High Court Not Color-Blind Distinctive Color Can Be Seen As Product ‘Trademark’
Companies can register a product’s distinctive color as a trademark, the Supreme Court ruled Tuesday in a decision that would allow manufacturers to own the light blue color of artificial sweetener packets, the hot pink of fiberglass insulation or the dark maroon of soda cans.
The unanimous decision came in a case brought by a company seeking protection for the “special shade of green-gold” on dry cleaning press pads, and for the first time the court declared that color alone can uniquely identify a product.
Justice Stephen G. Breyer wrote that “customers may come to treat a particular color on a product or its packaging … as signifying a brand.” One idea behind trademarks is that they help consumers make efficient choices.
He observed that the U.S. Patent and Trademark Office has registered trademarks for a particular shape (of a Coca-Cola bottle), a particular sound (of NBC’s three chimes) and a scent (of plumeria blossoms on sewing thread).
“If a shape, a sound, and a fragrance can act as symbols, why, one might ask, can a color not do the same?” Breyer asked.
The justice noted that the Lanham Act of 1946 does not refer to colors when it gives a seller the exclusive right to register a trademark and prevent competitors from using it.

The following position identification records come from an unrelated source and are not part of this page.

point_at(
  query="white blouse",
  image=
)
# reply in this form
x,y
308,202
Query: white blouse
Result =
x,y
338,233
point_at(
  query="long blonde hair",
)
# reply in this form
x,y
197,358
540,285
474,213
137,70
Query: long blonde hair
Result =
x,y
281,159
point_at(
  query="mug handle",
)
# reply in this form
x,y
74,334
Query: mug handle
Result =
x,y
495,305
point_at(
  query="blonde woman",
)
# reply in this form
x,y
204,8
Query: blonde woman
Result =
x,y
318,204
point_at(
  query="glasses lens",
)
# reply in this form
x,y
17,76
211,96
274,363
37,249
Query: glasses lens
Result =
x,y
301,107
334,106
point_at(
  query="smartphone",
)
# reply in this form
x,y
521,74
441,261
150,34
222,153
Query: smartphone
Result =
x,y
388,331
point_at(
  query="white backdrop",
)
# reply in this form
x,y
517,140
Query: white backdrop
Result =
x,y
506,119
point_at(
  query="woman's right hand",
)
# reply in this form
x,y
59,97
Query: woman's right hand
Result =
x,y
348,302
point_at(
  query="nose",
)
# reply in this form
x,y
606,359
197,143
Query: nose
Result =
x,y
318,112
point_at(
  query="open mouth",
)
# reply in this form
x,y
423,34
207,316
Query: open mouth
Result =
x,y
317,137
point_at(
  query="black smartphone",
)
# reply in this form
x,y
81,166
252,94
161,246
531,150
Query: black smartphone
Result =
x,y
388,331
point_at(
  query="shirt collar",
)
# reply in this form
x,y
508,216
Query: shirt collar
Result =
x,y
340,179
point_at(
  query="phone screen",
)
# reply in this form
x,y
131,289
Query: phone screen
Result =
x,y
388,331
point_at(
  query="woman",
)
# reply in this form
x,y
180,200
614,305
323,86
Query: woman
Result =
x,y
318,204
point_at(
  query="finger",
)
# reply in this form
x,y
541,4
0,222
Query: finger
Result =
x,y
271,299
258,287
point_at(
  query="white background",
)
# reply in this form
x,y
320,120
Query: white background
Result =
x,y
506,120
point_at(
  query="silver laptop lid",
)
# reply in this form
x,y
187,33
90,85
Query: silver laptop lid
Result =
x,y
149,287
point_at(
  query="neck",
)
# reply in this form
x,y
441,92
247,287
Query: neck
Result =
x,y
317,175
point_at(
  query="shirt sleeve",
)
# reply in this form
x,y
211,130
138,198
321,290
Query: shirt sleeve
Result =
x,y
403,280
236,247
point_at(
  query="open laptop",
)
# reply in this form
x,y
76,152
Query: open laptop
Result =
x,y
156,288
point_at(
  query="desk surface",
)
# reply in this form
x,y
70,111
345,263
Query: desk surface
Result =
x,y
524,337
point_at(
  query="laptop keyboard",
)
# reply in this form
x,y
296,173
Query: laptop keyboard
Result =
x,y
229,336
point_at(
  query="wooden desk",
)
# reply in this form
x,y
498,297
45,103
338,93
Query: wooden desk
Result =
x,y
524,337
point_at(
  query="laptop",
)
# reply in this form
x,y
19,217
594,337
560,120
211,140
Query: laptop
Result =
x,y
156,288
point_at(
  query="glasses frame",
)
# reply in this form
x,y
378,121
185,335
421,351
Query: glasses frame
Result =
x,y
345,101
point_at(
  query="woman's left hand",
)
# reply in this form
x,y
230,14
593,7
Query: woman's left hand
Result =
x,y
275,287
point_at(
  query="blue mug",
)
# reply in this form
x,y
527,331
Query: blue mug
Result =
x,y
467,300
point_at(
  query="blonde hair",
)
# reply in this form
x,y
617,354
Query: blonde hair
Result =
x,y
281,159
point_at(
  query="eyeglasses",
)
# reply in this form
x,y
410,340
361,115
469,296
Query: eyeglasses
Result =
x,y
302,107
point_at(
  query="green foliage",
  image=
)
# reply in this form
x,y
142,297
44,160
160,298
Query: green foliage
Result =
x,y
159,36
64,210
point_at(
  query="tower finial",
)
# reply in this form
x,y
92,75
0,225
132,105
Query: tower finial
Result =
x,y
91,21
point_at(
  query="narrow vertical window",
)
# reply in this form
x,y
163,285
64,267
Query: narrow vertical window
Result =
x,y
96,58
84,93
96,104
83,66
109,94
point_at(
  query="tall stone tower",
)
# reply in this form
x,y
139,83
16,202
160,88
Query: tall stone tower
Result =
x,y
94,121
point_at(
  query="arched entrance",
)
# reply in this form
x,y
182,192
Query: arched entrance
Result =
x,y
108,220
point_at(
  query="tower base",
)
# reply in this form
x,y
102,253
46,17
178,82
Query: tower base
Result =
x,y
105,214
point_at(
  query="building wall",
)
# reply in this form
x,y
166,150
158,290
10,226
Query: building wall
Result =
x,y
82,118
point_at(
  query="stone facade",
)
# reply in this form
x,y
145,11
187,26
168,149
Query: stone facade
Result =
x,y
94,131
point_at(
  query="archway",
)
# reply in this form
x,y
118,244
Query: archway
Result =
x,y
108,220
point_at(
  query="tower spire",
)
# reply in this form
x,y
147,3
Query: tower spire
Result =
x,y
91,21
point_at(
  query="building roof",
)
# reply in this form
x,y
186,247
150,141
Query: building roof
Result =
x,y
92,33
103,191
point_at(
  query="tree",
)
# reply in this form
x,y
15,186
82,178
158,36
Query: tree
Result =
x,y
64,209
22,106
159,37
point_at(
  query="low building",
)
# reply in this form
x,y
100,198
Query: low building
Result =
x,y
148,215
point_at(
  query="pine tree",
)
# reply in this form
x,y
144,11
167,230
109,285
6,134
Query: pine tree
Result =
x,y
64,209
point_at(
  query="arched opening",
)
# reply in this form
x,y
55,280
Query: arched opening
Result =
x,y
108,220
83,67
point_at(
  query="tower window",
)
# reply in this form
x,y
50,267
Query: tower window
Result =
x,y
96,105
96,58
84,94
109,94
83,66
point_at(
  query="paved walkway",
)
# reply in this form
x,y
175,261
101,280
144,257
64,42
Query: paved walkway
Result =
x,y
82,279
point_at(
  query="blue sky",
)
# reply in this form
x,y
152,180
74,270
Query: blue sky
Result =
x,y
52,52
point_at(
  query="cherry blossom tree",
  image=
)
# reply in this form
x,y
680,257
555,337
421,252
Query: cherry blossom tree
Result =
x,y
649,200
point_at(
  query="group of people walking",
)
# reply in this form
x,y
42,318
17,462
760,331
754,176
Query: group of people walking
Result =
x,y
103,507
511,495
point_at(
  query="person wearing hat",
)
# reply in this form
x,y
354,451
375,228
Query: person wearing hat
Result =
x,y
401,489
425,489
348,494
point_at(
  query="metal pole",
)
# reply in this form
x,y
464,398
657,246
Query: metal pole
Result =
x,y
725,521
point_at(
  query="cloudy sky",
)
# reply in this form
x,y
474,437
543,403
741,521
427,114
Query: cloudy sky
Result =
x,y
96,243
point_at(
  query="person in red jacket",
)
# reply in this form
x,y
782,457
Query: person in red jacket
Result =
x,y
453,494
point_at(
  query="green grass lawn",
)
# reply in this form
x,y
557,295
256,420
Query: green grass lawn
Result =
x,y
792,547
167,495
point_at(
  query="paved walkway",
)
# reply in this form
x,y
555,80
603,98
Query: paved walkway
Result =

But he said the law’s reference to “symbol” or “device” should be read broadly to cover almost anything “capable of carrying meaning,” including color. He said dry cleaning establishments had come to recognize the green-gold press pad that the Chicago-based Qualitex Co. had made since the 1950s.
The lawsuit began when a Qualitex rival, Jacobson Products, in 1989 began to sell its own greengold press pads. Qualitex sued for trademark infringement and unfair competition
Christopher Bloom, one of the lawyers who represented Qualitex, said many of dry cleaning operators who buy Qualitex pads do not speak English.
By using a product with a distinctive color, he said, “you can cross language lines.”